Keduanya kembali ke istana dan Masyayel telah berada jauh dan terpisah jarak dengan Pangeran Shem selama tiga hari. Pangeran tidak mengatakan apa-apa mengenai kepergiannya. Berapa lama dan kapan kembalinya tak ada yang tahu. Masyayel kembali ke ruangannya. Dia tinggal satu kamar dengan paman Elliot yang memang sudah ia anggap sebagai pamannya.
"Bagaimana latihanmu Masyayel?" tanya Paman Elliot.
"Menyenangkan, Paman. Aku semakin paham bagaimana menggunakan pedang, Abraham sangat sabar mengajariku." Ungkap gadis itu snagat senang. Dia segera duduk di dekat Pamannya, sedangkan sang paman masih mengupas bahan herbal untuk minuman kerajaan besoknya.
"Paman, aku mau tanya. Apakah Paman menyaksikan orang tua dan adikku dihukum penggal? Bagaimana situasi saat itu? Aku sangat ingin tahu Paman, karena Pangeran dan Abraham tidak ada di istana saat pelaksanaan hukuman itu." Masyayel langsung memutar badannya seakan ia serius hendak mendengarkan kisah yang mungkin semasa hidupnya takkan pernah bisa dia lupakan.
"Apa kamu yakin ingin mendengarnya? Itu sangat memilukan, apalagi mereka orang-orang yang sangat kamu cintai," ucap Paman Elliot.
"Aku sudah siap mendengarkan cerita itu Paman, aku ingin tahu seperti apa akhir hidup keluargaku. Aku sudah memyiapkan mentalku, buktinya aku bisa menjalin hubungan cinta dengan Pangeran Shem, karena aku sudah menerima takdirku ini. Memang Ayahku melakukan kesalahan meskipun tak termaafkan, meskipun sangat kecewa dan sangat sedih dengan kisah yang sangat tragis itu. Bahkan pasti seumur hidupnya takkan bisa dilupakan. Seorang Raja membunuh semua keluarganya tetapi harus melawan rasa sakitnya itu karena setiap saat hatinya mencintai sang putra mahkota dari seorang Pembunuh keluarganya.

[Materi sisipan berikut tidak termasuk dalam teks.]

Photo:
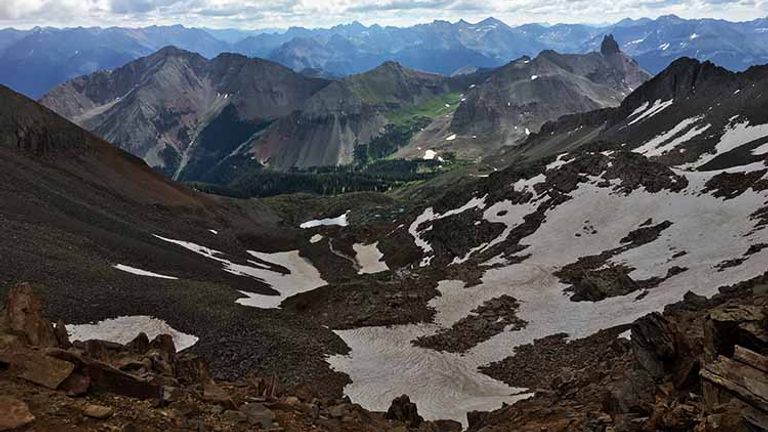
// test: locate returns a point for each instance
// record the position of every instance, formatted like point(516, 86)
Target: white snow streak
point(656, 108)
point(124, 329)
point(338, 220)
point(141, 272)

"Semua orang penting hadir untuk menyaksikan kejadian yang tidak biasa itu, Keluargamu sudah pasrah dengan sanksi yang akan mereka terima, wajah-wajah mereka semuanya telah ditutup oleh karung kecil agar mereka tidak menyaksikan kematian mereka sendiri,"
Paman Elliot menjelaskan lagi, bahwa Pangeran sudah memperjuangkan hukuman mereka semua agar diringankan, bahkan Ratu juga sudah menghadap Raja, tapi keputusan Raja sudah bulat dan tidak bisa diganggu gugat lagi, maka tetap terjadilah sebuah panggung pertunjukan pesakitan itu. Rakyat dari segala arah turut menyaksikan seolah sebuah pertunjukan istimewa yang belum pernah ada selama ini. Tanpa rasa iba atau rasa sedih, mereka menunggu saat itu tiba.